Transmite ao mundo algumas palavras essenciais do que aprendi de ti durante as cinco noites, para que os homens que erram e podem te ouvir, venham ajudar-te a construir o Templo, no qual eu ajudar-te ensinarei, pelas formas, proporções e letras, o que deve ser guardado do ensinamento secreto.

Essa ciência guardada portanto não servirá senão “aos que permanecem sobre esta terra” para lhes ser a chave do último instante, para ler os livros secretos dos sábios do passado.

Se, entre aqueles aos quais tu mesmo ensinarás essa chave, há alguns que

ousam morrer para seu egoísmo, eles viverão na Eternidade graças a eterna

justiça que abre a porta àquele que bate, quer dizer, àquele que tem a coragem de deixar tudo pela verdade absoluta.

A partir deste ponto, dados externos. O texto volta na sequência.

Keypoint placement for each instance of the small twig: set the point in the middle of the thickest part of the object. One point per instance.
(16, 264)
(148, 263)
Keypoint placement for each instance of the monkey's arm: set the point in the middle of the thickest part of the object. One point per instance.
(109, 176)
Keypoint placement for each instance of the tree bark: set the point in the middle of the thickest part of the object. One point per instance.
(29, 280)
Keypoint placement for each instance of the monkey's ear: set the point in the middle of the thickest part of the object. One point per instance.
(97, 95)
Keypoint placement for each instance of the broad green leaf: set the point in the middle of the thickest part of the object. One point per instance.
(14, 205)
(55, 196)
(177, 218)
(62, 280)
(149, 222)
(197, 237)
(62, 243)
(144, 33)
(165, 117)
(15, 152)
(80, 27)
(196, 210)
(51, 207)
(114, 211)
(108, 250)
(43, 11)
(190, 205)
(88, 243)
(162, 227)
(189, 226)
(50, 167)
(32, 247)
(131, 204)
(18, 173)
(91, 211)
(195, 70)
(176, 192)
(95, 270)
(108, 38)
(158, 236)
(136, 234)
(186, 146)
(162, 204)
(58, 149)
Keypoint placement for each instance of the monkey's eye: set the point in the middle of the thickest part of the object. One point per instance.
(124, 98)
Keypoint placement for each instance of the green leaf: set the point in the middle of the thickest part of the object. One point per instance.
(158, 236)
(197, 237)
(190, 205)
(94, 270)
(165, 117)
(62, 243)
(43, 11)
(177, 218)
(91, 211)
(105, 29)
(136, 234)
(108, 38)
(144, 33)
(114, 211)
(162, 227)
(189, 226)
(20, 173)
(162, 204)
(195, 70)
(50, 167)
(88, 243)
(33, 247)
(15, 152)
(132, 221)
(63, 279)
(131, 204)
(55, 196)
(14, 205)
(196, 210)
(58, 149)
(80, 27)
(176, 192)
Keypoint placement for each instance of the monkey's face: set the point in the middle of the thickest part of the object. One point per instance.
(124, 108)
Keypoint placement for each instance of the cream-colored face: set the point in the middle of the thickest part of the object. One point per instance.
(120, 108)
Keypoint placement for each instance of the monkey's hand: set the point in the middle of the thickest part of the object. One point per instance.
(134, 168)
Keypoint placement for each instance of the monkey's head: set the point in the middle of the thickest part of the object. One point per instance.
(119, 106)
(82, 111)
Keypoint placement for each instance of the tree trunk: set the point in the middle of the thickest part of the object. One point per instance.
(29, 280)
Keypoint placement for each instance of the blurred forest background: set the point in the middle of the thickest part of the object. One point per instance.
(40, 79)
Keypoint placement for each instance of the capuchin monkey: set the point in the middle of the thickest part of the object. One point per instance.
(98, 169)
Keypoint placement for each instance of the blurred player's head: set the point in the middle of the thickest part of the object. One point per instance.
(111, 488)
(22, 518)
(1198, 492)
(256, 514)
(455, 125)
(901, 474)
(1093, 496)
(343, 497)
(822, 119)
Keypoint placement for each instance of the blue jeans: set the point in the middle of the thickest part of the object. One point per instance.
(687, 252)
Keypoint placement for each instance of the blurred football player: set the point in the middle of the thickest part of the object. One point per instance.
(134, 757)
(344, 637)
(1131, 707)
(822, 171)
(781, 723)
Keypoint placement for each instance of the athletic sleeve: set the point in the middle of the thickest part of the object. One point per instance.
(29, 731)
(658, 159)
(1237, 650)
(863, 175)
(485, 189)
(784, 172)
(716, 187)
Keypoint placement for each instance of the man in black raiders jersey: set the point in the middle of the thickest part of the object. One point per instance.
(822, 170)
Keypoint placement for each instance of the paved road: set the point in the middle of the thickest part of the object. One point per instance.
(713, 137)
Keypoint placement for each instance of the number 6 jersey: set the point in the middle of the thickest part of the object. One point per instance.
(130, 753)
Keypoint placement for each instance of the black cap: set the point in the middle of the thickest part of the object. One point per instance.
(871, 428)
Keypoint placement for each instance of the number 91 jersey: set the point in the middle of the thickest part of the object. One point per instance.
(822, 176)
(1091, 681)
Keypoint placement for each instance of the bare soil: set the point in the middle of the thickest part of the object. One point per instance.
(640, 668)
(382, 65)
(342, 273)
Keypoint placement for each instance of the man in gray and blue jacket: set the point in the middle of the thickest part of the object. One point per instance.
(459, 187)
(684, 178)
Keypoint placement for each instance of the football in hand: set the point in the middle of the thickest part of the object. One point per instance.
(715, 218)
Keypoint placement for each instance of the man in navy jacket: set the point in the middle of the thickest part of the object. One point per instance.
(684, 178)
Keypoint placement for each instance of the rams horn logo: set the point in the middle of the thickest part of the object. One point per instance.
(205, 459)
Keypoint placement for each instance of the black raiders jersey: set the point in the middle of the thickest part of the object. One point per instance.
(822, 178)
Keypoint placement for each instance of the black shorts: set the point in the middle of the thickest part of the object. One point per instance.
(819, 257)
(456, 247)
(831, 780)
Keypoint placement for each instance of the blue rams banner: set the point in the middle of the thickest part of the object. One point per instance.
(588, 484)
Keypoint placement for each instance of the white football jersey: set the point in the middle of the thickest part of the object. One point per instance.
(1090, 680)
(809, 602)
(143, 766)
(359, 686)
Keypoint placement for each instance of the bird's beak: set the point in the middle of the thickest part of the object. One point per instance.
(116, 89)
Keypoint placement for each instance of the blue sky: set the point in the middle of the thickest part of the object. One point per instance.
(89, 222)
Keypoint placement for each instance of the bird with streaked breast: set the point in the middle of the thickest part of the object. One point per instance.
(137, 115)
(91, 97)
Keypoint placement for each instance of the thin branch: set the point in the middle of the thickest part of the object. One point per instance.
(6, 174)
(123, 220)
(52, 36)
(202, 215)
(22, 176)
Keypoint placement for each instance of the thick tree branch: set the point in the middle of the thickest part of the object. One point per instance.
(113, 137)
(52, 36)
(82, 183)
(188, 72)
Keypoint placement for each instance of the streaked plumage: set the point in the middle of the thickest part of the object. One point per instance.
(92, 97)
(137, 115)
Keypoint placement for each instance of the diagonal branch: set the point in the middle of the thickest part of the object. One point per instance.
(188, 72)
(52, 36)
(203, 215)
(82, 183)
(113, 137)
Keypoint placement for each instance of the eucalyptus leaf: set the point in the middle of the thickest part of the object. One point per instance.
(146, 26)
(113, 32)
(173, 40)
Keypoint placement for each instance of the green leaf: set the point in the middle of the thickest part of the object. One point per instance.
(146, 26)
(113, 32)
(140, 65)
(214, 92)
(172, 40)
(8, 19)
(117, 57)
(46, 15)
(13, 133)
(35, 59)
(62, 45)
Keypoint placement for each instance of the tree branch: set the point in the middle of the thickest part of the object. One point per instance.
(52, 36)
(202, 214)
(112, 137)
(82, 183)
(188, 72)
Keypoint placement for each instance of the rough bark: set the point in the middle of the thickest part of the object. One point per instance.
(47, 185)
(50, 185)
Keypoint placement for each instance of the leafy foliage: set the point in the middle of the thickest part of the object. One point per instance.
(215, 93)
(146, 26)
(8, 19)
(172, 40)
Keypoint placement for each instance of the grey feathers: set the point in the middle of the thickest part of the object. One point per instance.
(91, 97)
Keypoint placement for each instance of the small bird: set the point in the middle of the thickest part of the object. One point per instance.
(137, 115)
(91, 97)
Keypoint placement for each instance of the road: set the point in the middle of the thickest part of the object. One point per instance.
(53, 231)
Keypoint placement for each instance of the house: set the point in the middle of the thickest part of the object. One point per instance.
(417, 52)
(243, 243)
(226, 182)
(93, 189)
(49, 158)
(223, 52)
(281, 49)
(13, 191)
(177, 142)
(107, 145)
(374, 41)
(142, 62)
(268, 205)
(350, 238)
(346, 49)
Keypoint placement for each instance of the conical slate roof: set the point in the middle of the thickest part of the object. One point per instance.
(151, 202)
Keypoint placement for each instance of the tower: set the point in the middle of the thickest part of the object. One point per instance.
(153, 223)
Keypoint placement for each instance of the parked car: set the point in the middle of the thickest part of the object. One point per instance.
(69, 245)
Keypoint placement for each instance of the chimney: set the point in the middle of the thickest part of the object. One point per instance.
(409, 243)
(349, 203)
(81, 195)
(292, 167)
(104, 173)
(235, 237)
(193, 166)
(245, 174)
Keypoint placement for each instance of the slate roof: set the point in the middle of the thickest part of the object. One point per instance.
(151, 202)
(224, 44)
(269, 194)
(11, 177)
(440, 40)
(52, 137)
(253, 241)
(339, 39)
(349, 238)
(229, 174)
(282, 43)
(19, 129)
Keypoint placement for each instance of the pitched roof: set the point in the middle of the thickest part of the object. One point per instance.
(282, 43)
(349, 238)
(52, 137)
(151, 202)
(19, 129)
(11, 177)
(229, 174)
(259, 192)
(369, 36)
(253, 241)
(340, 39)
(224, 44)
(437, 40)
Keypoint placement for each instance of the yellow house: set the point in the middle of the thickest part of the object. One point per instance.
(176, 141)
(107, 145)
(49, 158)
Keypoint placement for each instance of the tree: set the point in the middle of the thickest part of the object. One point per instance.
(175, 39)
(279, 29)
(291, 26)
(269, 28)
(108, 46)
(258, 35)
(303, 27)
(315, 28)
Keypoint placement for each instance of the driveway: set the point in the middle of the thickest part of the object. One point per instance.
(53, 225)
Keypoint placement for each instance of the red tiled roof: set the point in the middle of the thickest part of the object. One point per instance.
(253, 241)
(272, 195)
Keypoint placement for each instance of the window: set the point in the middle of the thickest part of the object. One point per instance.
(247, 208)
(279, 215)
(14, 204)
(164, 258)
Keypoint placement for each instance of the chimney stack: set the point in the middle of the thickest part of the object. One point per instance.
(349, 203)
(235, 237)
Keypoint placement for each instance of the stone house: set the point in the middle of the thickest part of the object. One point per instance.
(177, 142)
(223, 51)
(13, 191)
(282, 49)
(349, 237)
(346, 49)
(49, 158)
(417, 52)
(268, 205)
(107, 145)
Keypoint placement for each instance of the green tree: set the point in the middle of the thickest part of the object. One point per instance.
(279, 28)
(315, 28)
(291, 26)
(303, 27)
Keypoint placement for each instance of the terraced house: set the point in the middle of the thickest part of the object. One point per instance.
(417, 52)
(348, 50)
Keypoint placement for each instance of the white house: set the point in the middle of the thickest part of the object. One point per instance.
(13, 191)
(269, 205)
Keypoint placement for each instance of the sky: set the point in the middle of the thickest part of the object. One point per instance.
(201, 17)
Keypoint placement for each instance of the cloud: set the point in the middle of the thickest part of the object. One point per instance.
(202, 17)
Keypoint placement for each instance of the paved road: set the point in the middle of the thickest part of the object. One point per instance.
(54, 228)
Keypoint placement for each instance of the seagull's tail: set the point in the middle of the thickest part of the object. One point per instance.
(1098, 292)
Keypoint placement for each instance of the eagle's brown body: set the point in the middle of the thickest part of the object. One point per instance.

Recusa quem quer que venha mendigar, esses são pobres cujo descaramento merece apenas uma esmola.

Recusa quem quer que não seja da raça que passará ao outro mundo. Todos os homens carregam visivelmente sua assinatura.

Não temas ser enganado por patifes, eles não saberão nada do que está ocultado se são patifes e não poderão viver diante da luz.

Tu dirás ainda o seguinte: A terra é vossa necessidade.

Não a deixem com desprezo ou desgosto, porque ela é bela e contém todo o desejo e toda a vontade da Origem; vós estais aqui para aprendê-la.

Não a deixem com arrependimento, porque a ela permaneceríeis ancorados e não poderíeis vos libertar nessa fusão.

O melhor Além, não o busques senão em vós mesmos, na centelha divina que vos anima.

Não fecheis os olhos ao “Aqui” pelo ilusório “Lá”, vosso dever é aqui, é por isso que estais aqui vivos.

Mas não renegueis a Eternidade, por medo ou ignorância, ou por um materialismo inexistente.

Quanto vos pareceria difícil religar tudo aquilo!

São covardes os que abreviam sua vida por desgosto. São também estúpidos. São ignorantes os que dão mais consideração à terra que à Eternidade. Eles não têm ainda os olhos que mostram a Eternidade em cada coisa.

Não creiam que eu prego a abstinência, mas eles merecem as cadeias da prisão, os que esgotam sua vida por um gozo.